Synchrobench
Synchrobench is a micro-benchmark suite used to evaluate synchronization techniques on data structures. Synchrobench is written in C/C++ and Java and currently includes arrays, binary trees, hash tables, linked lists, queues and skip lists that are synchronized with copy-on-write, locks, read-modify-write, read-copy-update and transactional memory. A non-synchronized version of these data structures is proposed in each language as a baseline to measure the performance gain on multi-(/many-)core machines.
If you use Synchrobench, please cite the companion paper: V. Gramoli. More than You Ever Wanted to Know about Synchronization. PPoPP 2015. More information at https://sites.google.com/site/synchrobench/.
Data structures
Note that the proposed data structures are not synchronized with each individual synchronization technique, 30+ algorithms from the literature are provided. Synchrobench includes variants of the algorithms presented in these papers:
- H. Daly, A. Hassan, M. Spear, R. Palmieri. NUMASK: High Performance Scalable Skip List for NUMA. In DISC, 2018.
- V. Aksenov, V. Gramoli, P. Kuznetsov, A. Malova, S. Ravi. A Concurrency-Optimal Binary Search Tree. In Euro-Par, 2017. arXiv:1705.02851
- I. Dick, A. Fekete, V. Gramoli. A Skip List for Multicore. Concurrency and Computation: Practice and Experience. 2016.
- M. Herlihy, N. Shavit. The Art of Multiprocessor Programming. 2008.
- J. Gibson, V. Gramoli. Why Non-Blocking Operations Should Be Selfish.
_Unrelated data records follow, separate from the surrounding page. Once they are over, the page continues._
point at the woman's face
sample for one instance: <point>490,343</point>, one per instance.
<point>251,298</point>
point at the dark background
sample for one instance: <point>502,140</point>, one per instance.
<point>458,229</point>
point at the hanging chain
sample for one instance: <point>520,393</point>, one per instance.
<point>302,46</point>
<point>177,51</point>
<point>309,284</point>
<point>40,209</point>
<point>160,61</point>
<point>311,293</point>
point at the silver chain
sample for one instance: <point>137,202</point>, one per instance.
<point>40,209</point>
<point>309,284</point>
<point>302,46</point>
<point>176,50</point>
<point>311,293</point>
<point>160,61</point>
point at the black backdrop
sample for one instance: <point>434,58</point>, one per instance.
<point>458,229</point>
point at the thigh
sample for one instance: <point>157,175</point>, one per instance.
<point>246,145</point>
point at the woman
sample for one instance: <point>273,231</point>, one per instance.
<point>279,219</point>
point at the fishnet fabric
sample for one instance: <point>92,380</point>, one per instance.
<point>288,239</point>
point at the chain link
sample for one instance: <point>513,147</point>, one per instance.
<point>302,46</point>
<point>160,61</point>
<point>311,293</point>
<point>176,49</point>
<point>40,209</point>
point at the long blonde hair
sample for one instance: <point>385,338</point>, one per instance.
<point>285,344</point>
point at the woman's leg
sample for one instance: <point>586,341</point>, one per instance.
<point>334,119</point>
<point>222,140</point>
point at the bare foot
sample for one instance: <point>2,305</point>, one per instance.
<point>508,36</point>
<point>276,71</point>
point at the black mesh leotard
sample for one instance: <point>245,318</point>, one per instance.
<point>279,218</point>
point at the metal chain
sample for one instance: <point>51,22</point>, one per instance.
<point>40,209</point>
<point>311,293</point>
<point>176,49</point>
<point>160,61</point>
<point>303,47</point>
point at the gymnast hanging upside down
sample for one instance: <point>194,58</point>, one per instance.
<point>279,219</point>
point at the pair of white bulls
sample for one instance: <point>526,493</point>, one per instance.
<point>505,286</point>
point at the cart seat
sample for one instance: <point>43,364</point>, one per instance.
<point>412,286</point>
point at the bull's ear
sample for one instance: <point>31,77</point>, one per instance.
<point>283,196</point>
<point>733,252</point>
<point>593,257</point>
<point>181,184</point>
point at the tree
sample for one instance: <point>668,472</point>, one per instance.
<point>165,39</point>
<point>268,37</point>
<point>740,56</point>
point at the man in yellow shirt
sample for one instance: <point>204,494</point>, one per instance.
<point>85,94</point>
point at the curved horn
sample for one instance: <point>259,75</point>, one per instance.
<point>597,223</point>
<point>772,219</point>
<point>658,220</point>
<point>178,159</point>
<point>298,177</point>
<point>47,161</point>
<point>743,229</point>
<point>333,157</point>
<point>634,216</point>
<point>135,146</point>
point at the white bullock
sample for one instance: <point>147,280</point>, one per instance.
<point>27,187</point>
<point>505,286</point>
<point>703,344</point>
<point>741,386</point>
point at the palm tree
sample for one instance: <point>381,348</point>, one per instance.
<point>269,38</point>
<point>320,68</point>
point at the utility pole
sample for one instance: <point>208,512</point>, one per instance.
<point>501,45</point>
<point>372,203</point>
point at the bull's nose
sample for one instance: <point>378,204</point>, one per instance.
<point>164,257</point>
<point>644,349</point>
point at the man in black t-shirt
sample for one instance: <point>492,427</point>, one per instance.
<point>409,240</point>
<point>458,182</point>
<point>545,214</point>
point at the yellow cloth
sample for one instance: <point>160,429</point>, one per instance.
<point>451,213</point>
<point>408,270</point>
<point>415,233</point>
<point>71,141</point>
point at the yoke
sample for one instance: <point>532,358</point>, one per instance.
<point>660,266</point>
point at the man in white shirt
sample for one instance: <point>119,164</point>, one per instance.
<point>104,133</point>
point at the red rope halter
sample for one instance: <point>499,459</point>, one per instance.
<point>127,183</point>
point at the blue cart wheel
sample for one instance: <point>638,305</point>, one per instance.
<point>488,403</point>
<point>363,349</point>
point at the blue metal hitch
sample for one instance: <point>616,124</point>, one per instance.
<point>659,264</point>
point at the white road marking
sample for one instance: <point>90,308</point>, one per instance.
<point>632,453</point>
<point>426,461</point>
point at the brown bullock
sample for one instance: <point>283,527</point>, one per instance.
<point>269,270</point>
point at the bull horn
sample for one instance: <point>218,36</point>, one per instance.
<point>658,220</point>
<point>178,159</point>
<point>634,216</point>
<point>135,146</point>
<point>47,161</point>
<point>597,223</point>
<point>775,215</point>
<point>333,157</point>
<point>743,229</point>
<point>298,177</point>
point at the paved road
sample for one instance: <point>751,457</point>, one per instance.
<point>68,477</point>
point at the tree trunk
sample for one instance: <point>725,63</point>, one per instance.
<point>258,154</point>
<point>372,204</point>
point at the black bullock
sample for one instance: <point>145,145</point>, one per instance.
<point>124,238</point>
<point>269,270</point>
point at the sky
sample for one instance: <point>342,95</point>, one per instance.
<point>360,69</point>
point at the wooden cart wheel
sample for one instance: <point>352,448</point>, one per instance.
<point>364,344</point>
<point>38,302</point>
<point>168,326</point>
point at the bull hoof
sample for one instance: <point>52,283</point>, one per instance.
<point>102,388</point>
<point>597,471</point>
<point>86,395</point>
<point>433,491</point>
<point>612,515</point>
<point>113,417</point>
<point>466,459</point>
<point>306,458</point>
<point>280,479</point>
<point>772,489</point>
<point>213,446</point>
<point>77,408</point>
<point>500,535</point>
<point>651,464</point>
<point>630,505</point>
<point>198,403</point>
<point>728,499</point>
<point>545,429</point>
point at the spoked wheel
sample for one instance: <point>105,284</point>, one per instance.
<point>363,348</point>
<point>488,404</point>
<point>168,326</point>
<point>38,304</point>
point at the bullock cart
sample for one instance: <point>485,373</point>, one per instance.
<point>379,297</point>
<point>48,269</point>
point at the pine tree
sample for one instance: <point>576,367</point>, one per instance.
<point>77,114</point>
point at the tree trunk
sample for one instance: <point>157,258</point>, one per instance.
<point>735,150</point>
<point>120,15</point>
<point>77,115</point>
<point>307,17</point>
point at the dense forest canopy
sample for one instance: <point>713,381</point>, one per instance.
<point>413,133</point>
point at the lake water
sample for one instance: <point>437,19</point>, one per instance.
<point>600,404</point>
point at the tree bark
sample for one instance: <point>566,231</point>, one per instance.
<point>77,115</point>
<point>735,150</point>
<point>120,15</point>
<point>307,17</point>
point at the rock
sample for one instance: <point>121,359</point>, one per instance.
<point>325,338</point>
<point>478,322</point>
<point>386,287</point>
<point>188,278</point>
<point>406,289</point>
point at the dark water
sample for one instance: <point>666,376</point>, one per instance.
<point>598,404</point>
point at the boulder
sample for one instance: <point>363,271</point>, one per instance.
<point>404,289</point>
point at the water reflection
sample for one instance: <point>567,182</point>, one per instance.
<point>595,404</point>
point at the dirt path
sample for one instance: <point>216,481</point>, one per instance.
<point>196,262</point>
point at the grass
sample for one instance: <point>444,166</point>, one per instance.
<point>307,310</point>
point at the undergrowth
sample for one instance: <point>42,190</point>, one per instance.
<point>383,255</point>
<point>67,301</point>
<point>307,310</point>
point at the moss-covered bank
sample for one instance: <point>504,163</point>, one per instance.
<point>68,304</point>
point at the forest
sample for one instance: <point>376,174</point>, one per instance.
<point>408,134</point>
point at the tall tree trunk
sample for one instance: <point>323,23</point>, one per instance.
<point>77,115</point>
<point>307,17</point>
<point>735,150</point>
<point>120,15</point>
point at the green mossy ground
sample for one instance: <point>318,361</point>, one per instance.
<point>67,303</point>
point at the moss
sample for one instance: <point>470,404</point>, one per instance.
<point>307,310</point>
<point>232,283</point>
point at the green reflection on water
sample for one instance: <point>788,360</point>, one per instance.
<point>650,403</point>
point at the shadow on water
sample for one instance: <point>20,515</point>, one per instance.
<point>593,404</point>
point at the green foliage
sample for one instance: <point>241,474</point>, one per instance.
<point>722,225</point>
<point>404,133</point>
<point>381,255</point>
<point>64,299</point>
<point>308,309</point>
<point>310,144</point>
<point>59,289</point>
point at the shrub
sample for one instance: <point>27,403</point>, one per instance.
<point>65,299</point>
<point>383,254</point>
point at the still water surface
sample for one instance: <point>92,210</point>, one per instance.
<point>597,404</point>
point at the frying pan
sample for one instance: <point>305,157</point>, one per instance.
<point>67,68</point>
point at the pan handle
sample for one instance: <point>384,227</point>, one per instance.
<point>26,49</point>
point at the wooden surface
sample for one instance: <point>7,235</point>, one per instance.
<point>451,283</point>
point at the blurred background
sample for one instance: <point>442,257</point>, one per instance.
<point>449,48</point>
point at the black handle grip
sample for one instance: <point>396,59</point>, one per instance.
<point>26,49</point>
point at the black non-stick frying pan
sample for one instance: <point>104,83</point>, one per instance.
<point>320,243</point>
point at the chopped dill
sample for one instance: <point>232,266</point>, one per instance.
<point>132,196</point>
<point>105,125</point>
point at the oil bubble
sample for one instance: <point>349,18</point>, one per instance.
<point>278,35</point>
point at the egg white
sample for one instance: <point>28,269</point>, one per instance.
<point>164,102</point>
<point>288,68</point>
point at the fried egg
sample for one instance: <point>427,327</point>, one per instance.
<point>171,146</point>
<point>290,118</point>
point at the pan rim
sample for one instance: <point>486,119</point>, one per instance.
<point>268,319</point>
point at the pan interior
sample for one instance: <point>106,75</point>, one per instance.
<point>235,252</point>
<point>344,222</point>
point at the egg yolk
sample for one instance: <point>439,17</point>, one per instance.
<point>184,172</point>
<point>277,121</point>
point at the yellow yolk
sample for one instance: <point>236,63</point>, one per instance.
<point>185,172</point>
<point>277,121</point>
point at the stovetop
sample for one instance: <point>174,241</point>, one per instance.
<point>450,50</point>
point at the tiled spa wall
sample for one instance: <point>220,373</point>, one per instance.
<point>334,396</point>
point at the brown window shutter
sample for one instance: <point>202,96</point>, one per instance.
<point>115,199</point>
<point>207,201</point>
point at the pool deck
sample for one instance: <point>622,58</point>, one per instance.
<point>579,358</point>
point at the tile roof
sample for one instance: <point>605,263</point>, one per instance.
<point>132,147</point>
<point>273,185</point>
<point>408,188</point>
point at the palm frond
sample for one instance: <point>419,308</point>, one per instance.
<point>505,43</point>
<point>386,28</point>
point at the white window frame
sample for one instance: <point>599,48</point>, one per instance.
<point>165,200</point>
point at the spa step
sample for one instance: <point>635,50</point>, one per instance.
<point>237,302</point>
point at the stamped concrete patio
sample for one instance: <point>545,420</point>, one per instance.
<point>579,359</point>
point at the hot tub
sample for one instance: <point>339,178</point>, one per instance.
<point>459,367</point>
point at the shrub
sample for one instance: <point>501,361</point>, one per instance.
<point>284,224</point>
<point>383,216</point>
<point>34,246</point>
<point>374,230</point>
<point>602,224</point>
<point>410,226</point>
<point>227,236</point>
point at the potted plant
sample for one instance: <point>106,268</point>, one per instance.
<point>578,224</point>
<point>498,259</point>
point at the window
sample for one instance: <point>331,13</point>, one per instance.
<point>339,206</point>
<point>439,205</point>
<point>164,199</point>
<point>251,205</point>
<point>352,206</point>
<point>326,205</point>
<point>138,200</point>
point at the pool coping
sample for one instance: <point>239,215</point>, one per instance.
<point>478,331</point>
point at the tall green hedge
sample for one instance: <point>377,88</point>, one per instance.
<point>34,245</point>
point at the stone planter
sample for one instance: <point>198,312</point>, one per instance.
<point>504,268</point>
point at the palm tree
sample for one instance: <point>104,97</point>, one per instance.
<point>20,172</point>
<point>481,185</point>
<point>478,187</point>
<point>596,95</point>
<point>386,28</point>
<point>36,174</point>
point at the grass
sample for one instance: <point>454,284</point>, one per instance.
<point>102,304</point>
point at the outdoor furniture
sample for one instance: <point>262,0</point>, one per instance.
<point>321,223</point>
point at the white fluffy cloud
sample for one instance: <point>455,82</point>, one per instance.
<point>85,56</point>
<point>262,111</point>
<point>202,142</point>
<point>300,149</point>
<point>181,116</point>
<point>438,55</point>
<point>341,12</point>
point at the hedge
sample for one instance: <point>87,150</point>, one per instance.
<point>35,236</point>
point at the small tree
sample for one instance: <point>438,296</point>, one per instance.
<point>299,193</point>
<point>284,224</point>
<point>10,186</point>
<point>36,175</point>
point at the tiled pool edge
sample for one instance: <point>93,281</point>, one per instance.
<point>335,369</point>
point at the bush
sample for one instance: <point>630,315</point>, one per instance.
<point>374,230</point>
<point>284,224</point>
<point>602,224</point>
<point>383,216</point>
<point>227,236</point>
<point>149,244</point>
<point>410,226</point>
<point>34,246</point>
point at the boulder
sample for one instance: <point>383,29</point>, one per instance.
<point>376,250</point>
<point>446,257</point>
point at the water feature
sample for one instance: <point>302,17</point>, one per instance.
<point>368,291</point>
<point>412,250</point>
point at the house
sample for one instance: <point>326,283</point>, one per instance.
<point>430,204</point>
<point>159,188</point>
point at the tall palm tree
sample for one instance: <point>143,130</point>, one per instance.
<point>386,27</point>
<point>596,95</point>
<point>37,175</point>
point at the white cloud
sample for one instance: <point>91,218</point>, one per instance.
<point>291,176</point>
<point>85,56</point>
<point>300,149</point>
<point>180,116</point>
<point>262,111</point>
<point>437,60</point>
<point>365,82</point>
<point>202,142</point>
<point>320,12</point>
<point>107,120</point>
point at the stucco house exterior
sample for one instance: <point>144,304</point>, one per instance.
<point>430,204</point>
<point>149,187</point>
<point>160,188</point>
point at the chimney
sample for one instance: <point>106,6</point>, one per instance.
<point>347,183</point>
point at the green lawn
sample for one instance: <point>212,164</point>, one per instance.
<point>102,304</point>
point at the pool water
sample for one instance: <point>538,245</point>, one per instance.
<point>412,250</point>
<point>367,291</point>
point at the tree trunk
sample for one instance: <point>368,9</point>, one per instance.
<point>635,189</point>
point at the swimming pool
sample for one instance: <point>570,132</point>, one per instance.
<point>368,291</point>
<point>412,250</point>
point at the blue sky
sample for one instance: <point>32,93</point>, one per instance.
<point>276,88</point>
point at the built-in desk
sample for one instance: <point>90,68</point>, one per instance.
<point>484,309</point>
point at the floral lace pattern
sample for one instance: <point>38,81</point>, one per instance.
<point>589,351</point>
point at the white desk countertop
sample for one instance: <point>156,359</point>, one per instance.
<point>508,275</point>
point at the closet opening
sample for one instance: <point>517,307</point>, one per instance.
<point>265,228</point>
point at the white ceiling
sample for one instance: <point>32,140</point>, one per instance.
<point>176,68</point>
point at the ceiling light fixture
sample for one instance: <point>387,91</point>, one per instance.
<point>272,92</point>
In DISC, 2015.
- V. Gramoli, P. Kuznetsov, S. Ravi, D. Shang. A Concurrency-Optimal List-Based Set. arXiv:1502.01633, February 2015 and DISC 2015.
- K. Sagonas and K. Winblad. Contention Adapting Search Trees. In ISPDC 2015.
- I. Dick, A. Fekete and V. Gramoli. Logarithmic data structures for multicores. Technical Report 697, University of Sydney, September 2014.
- V. Gramoli and R. Guerraoui. Reusable Concurrent Data Types. In ECOOP 2014.
- M. Arbel and H. Attiya. Concurrent updates with RCU: Search tree as an example. In PODC, 2014.
- A. Natarajan and N. Mittal. Fast Concurrent Lock-Free Binary Search Trees. In PPoPP, pages 317-328, 2014
- D. Drachsler, M. Vechev and E. Yahav. Practical concurrent binary search trees via logical ordering. In PPoPP, pages 343–356, 2014.
- V. Gramoli and R. Guerraoui. Democratizing Transactional Programming. CACM 57(1):86-93, 2014.
- T. Crain, V. Gramoli and M. Raynal. A contention-friendly search tree. In Euro-Par, pages 229–240, 2013.
- T. Crain, V. Gramoli and M. Raynal. No hot spot non-blocking skip list. In ICDCS, 2013.
- T. Crain, V. Gramoli and M. Raynal. A speculation-friendly search tree. In PPoPP, p.161–170, 2012.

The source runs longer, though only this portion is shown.